Screens at CIFF: 10/12 & 10/21 & 10/19
World premiere: 18 May, 2012, Cannes Film Festival

After much consideration, and carefully reviewing the exact circumstances of its making, I still have no idea what Mekong Hotel, the sixth, and at 61 minutes, the shortest, feature film made by Thai director Apichatpong Weerasethakul's, is "about". Which is a little vexing, but also not terribly shocking in the context of a director whose work to date has been enthusiastically resistant to cinematic norms, and is much easier to interpret, intuitively, as a whole long block of emotional states ebbing and flowing around one another, than as a collection of moments whose aesthetic function - to say absolutely of their narrative function - is next to impossible to parse out, after one or (in my case, at least) multiple viewings. The low-falutin' way of putting it is, "I like Weerasethakul movies because they make me feel things, and fucked if I can explain why", which is an unhelpful position for a movie reviewer to adopt.

In a career built almost entirely out of dyads (Blissfully Yours and Tropical Malady are both two-part narratives; Syndromes and a Century, for me his reigning masterpiece by a long distance, tells a single story twice) it seems fitting that Mekong Hotel is a movie that can be watched in two ways, depending on how much one wants to study up on the project's backstory: on one level, it's a story about man-eating female ghosts, called pob, so abstract and minimalist that it hardly seems to happening - and this is also not terribly shocking for an Apichatpong film - in which a man named Tong (Sakda Kaewbuadee) finds a young woman, Phon (Maiyatan Techaparn) and her mother (Jenjira Pongpas) wandering around, literally haunting the place. But's also about how these three actors are performing what amounts to an unstaged reading of key sequences from a script Apichatpong was unable to finance, Ecstasy Garden, which was a more ambitious, science fiction-tinged version of the same scenario, and Mekong Hotel, which has been claimed as a documentary of sorts, is thus something halfway between rehearsal video and home movie.

In fact, the film is, just like the director's earlier work, divided into two sections, though they do not follow each other linearly: there is the movie depicting the content of the screenplay, and the movie which watches the actors out of character, talking about the project or their lives, or taking notes from the director. The film does not see fit to distinguish between these two modes, which makes an already-difficult movie even harder, although there are a few obvious moments, such as Apichatpoing, off-screen, helping Kaewbuadee pick out a shirt to wear (both creepy and funny, and even self-mocking in the moment that the actor sarcastically notes that all of his choices have the name "Joe" on them - that being the director's familiar name for Westerners who can't work our way around "Apichatpong").

And then, secondly, there is the split between the movie we see and the movie we hear: for throughout very nearly all of the film's running time, there is an improvised guitar score by Chai Bhatana playing, a short, tuneless piece that repeats itself to the point of madness, interrupted only by audio of Bhatana chatting briefly at the end or beginning of recording.

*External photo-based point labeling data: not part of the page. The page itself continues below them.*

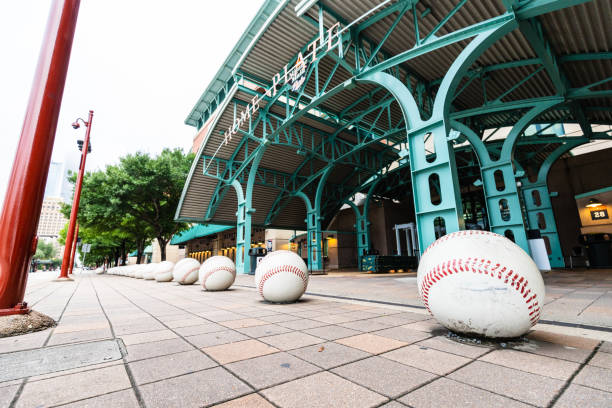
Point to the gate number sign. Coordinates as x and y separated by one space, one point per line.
599 214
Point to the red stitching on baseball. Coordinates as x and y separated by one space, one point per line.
481 266
282 268
187 274
217 268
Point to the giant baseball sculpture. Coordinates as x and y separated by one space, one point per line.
163 273
217 273
281 277
479 282
185 271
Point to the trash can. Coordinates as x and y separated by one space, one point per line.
538 250
598 249
256 254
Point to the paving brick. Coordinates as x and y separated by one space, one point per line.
428 326
320 391
302 324
331 332
446 393
393 404
216 338
157 348
606 347
248 401
158 368
8 393
242 323
199 329
80 336
288 341
277 318
329 355
563 339
579 396
73 387
196 390
384 376
367 325
228 353
428 359
526 387
273 369
403 334
371 343
148 337
532 363
265 330
119 399
555 350
595 377
443 343
603 360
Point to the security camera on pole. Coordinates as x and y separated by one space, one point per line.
70 236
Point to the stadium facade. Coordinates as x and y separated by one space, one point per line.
461 113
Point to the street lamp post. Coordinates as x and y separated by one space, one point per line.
70 236
26 187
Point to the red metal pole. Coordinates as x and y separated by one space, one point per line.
24 196
70 236
76 238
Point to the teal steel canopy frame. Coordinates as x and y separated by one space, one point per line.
370 138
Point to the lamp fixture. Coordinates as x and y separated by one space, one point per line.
593 202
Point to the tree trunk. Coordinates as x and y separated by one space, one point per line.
123 252
140 250
162 247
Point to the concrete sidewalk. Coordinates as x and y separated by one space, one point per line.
182 347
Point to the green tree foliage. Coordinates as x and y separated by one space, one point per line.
45 251
150 190
127 205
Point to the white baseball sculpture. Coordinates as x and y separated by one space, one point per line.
163 272
185 271
217 273
479 282
149 271
281 277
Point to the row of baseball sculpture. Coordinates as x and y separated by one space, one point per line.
281 276
473 282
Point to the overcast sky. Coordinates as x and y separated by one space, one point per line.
140 65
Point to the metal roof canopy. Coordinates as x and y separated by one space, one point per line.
550 62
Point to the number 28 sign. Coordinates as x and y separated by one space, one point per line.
599 214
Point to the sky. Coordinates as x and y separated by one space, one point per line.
141 65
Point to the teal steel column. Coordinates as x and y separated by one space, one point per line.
502 200
362 225
313 234
246 214
538 206
241 215
435 184
499 182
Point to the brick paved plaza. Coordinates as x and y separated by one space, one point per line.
182 347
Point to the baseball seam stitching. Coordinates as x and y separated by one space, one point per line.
486 267
216 269
281 268
185 275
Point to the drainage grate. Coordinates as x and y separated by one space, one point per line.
47 360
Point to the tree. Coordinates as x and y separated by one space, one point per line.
150 190
45 251
127 205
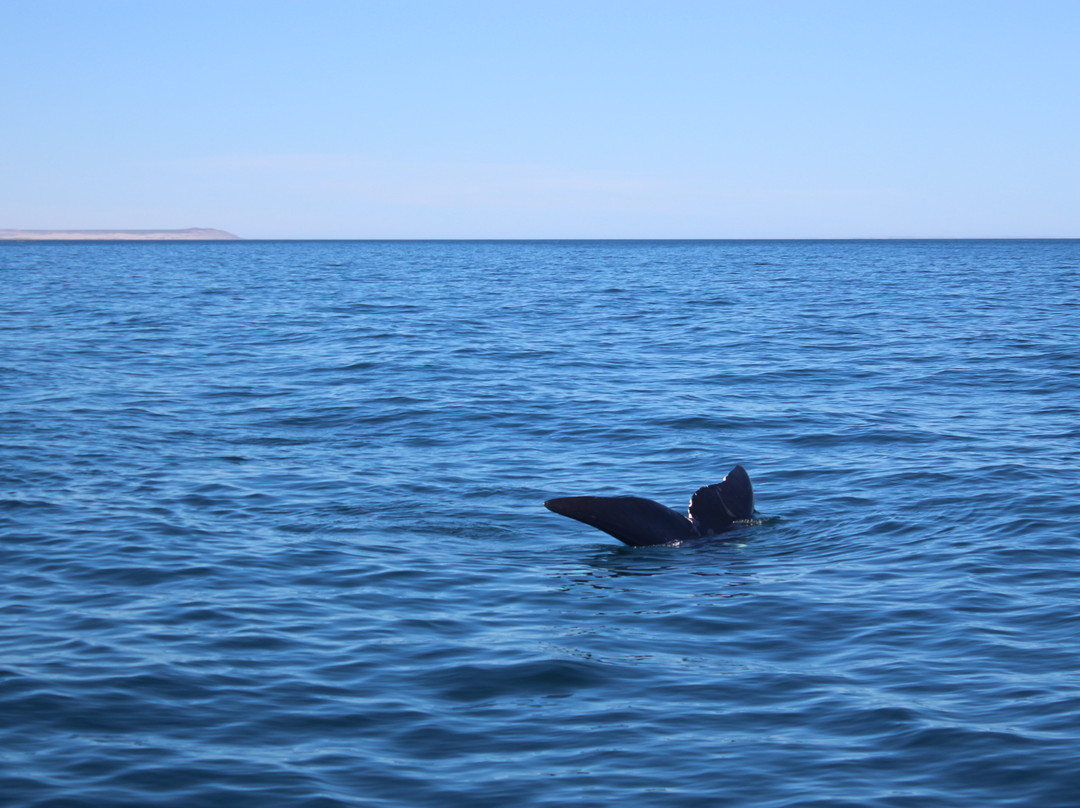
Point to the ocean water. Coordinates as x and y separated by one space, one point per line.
271 524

The music is so divorced from the movie it accompanies as to feel like a separate project altogether, though it too works on a more intuitive than descriptive level: one can only hear the same cycle of chords so many times before they start to become unabashedly hypnotic, though that might be the polite way of putting it: wears the viewer down into something resembling a trance would be perhaps more accurate.

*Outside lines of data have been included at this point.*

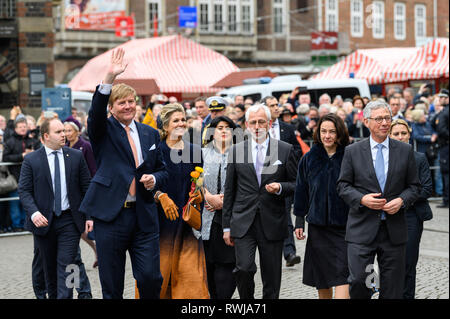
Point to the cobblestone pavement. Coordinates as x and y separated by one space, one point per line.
16 254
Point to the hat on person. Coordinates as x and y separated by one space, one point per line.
216 103
75 123
443 93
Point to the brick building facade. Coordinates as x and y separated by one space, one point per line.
26 52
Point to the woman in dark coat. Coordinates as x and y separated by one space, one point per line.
325 263
419 212
220 258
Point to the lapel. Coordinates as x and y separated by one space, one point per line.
46 167
143 139
122 140
270 159
367 158
391 165
67 167
250 164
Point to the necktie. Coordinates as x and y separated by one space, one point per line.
132 190
379 170
272 131
259 162
57 181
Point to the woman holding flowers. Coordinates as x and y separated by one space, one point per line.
182 258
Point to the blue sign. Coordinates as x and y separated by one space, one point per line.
187 17
57 100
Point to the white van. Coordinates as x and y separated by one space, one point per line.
82 100
346 88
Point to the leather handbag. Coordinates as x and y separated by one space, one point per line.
8 182
192 215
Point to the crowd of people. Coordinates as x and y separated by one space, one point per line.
260 162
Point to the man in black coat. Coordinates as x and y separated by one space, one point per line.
16 146
378 181
443 136
261 172
286 133
53 182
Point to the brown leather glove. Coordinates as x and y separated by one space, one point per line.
196 197
169 207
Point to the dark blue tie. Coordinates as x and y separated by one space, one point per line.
57 186
379 170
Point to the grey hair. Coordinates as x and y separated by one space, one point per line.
374 105
255 108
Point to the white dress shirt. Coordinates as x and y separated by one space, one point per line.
374 150
62 173
275 130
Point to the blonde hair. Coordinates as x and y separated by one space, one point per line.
165 114
121 91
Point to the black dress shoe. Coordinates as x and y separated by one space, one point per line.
85 295
292 260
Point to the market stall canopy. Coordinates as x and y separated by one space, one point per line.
238 77
367 64
429 62
176 64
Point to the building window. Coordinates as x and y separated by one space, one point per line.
420 19
204 17
246 16
356 18
331 16
399 21
378 20
7 9
278 19
232 16
218 17
154 14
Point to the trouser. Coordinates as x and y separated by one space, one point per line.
58 250
113 239
289 242
391 262
270 255
415 229
38 277
16 211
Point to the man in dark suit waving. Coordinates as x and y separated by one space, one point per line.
53 181
261 172
128 165
379 181
286 133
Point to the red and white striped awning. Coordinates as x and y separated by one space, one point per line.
368 64
429 62
176 64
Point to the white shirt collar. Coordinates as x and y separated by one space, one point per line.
132 126
374 144
49 151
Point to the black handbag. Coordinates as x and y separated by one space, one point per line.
8 182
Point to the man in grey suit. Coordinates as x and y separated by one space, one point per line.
379 181
261 172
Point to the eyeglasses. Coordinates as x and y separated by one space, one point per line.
379 120
260 122
400 133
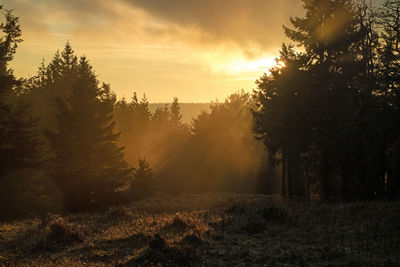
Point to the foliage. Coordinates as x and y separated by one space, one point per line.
88 163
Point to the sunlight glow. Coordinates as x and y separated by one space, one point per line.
235 66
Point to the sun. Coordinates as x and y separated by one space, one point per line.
246 66
242 65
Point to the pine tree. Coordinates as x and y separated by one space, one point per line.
88 164
175 116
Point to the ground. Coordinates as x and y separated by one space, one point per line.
212 229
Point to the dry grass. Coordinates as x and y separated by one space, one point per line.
210 229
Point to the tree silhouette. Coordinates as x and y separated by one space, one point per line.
88 164
18 137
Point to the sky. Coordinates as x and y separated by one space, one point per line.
196 50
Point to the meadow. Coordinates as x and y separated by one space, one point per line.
210 229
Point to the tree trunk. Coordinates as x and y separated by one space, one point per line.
307 184
283 192
289 179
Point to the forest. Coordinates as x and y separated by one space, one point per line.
321 126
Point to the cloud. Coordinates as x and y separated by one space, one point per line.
251 25
247 23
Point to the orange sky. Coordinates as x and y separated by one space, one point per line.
196 50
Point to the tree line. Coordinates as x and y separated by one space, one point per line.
68 144
324 122
330 116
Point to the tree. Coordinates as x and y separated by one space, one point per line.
88 164
19 145
143 183
317 112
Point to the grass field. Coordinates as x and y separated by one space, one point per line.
212 229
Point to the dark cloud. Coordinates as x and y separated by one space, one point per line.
248 23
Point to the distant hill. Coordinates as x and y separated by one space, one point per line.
188 110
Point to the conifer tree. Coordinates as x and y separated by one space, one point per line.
88 163
18 137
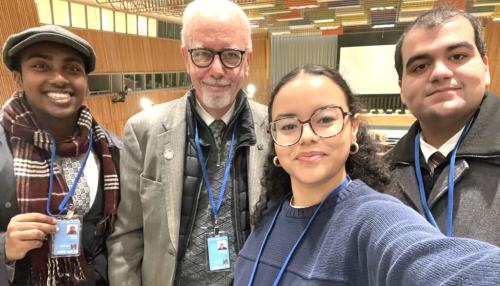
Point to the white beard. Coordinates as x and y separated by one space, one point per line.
216 100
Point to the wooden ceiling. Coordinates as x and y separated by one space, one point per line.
318 16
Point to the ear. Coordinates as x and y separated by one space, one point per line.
185 57
487 78
401 91
355 121
18 78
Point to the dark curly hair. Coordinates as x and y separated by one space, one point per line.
364 165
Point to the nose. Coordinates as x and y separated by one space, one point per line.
216 67
308 134
440 71
59 78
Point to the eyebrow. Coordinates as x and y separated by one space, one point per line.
285 115
424 56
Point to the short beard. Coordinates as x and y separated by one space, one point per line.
216 100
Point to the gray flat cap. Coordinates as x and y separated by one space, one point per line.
48 33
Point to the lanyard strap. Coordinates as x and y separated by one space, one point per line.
64 202
344 184
451 183
215 208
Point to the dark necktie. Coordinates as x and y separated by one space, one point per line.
217 128
436 159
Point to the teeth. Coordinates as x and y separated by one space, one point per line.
57 95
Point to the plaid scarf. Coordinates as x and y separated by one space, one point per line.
31 152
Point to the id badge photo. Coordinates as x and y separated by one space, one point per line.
66 241
218 258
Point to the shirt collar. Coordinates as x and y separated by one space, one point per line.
208 119
445 149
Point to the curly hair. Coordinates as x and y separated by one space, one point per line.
436 18
364 165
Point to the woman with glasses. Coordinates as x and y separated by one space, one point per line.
320 220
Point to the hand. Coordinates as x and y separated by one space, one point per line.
26 232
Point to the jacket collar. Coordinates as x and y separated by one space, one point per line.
481 140
242 119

As apparently the only person in America was vaguely disappointed in Weerasethakul's Palme-winning Uncle Boonmee Who Can Recall His Past Lives, which felt a little normal for the director (for a given sense of "normal"), I'm delighted to find him returning to something so abstruse as to seem like little more than a tone poem on the theme of "acting out dialogue" - the way I look at it, is we have all the filmmakers in the world making films that are meant to be concrete and comprehensible, and we have just the one making movies that are so inscrutable, driven more by emotional, experiential logic than anything that can be articulated in even the most halting ways. Mekong Hotel might not make any particular "sense" and its collision of conversations, scripted or not, about the inheritance of parental sin, of clothing styles, of the violence perpetrated in Laos over the last few decades, none of which tie in together, with its twilit footage of the old hotel on the grand river, and with its folksy music, might not add up to anything that feels like an intellectually sound argument. But it feels right, somehow; the laid-back pace, the bland mixture of supernatural violence with workaday body language, the I-dare-you-to-look-away final shot of people playing on the river in the distance as nothing happens over the course of five minutes, except for a single boat moving in and back out of the frame, all of it gives the movie an extremely specific mood of elegy and nostalgia, though what the movie thinks about that mood, I cannot say, nor do I feel like I want to.